When Tony Blair addressed the annual CBI dinner last week he discussed the challenges of modernisation. He also cited the £6bn, 10-year National Programme for NHS IT (NPfIT).
‘The NHS IT strategy is a large and complex programme, but it is having a real impact,’ said the Prime Minister.
Blair’s endorsement runs contrary to the condemnation that has dogged the programme in recent months. A group of academics has described the project as ‘fundamentally flawed’ and there have been continued criticisms of delivery delays, changing specifications, disagreements with clinicians, and financial problems for suppliers.
Worse is yet to come. A National Audit Office report is due, and NHS IT director general Richard Granger faces a tough grilling by the Public Accounts Committee next month.
But Granger, while acknowledging there have been delays and variable supplier performance, says such a revolutionary programme was never going to be easy to implement.
‘We are breaking new ground: some things go well, some things are difficult – and those that are difficult get a disproportionate amount of attention,’ Granger told Computing.
‘People seem to forget that these systems are disruptive and introducing them is disruptive, but we have to hold our nerve,’ he said.
NPfIT includes the development of national electronic bookings, prescriptions and patient records systems relying on a central data ‘spine’, a high-speed network and upgraded Patient Administration Systems (Pas) and clinical software in hospitals across the country.
The challenges facing the programme are on an unprecedented scale, with overall health policy shifts on top of technical and logistical issues. The cultural issues of installing new systems that users are comfortable with are also significant.
‘A large programme has to be a tree, growing into the wind and shaped to take the forces of change, rather than standing rigid like a skyscraper in an earthquake zone,’ said Granger.
He says the perception of NPfIT as a centrist autocracy, in direct contradiction to the wider health service strategy of increasing local independence, is a misunderstanding.
‘I don’t think we have properly communicated what we’ve built: the spine is not a standardisation bulldozer with which to clear away lots of cherished systems, but rather the means by which those systems can be enabled to send information around the NHS,’ said Granger.
‘There is a balance to strikebetween the homogeneity we are accused of and an excessive heterogeneity that leads to an engineering impossibility around integration. History will tell if we have the balance right, but we are aware that we need to strike it,’ he said.
Determining the progress of the programme can be tricky. The official statistics list 71 Pas deployments, for example, but critics argue that even this is misleading because only 13 of them are in acute hospitals at the sharp end of the NHS.
Granger says while progress may be slow in some areas, NPfIT has delivered other systems not included in the original strategy, such as a national email service, digital X-rays and quality management systems.
‘It would be really easy to believe the legend, but what should be looked at are the things we have delivered and the things we will deliver which are already working,’ he said.
Even the problems with the core Pas software do not constitute the classic government information technology disaster. Only three years into a 10-year programme, some difficulties are to be expected, says Granger.
‘People who sit in ivory towers imagining that large programmes don’t have to accommodate significant change have obviously never delivered one,’ he said.
Part of the problem is that trusts are more critical of products bought nationally. Trusts identified 8,000 issues with the iSoft software, but they were all things the 150 trusts already using the system had been happy to put up with, says Granger.
And despite trust concerns that the NPfIT systems will not work as well as they have, sticking with the existing mixture of systems is not viable.

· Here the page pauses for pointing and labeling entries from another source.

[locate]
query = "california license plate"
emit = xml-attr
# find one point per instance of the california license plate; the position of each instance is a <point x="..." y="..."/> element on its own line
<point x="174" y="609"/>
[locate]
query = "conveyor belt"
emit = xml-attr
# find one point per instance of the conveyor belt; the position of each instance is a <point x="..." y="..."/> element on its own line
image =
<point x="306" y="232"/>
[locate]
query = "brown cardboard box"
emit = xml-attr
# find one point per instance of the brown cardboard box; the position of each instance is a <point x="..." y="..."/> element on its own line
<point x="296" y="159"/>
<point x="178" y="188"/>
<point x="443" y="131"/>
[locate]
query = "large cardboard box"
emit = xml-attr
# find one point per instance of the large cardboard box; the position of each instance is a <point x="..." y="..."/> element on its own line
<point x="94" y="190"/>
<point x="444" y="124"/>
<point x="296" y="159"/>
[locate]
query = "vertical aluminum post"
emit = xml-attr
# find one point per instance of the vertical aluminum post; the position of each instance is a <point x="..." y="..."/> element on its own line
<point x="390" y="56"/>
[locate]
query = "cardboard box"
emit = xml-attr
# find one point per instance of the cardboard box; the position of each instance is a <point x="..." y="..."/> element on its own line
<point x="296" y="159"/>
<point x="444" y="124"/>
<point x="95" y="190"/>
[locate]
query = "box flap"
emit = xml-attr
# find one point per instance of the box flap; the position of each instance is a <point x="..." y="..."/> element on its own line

‘There is a complex mosaic of heterogeneous systems that have been knitted together on an institution by institution basis and most are not extendable, and in many cases are becoming critically obsolete,’ said Granger.
‘The core software is a challenge for suppliers and we would like a lot more functionality than is currently available, but most of what is installed across trusts now is not sustainable.
‘If we want an NHS where data can be transferred and clinicians can work in multiple institutions, we need this embracing infrastructure,’ he said.
The latest NHS numbers
* 136 million annual demographic searches took place on the spine.
* 57 per cent of GP practices using Choose & Book, 92 per cent technically enabled.
* 30,000 electronic bookings per week.
* 31 out of 130 digital X-ray Picture Archiving and Communications System (Pacs) installations live.
* 53 per cent of trusts have signed off Pacs business case.
* More than one million prescriptions transferred electronically, expected to rise to two million in the next few months.
* 13 acute patient administration systems installed, 58 community systems.
* 79,000 people using NHS Mail every day, with some 174,000 registered.
* Five spine software releases last year, two this year.
* 28 million digital images stored.
* 100 per cent spine availability in April.
* 224,000 smartcards issued.
* 40 independent software systems accredited to work with the spine.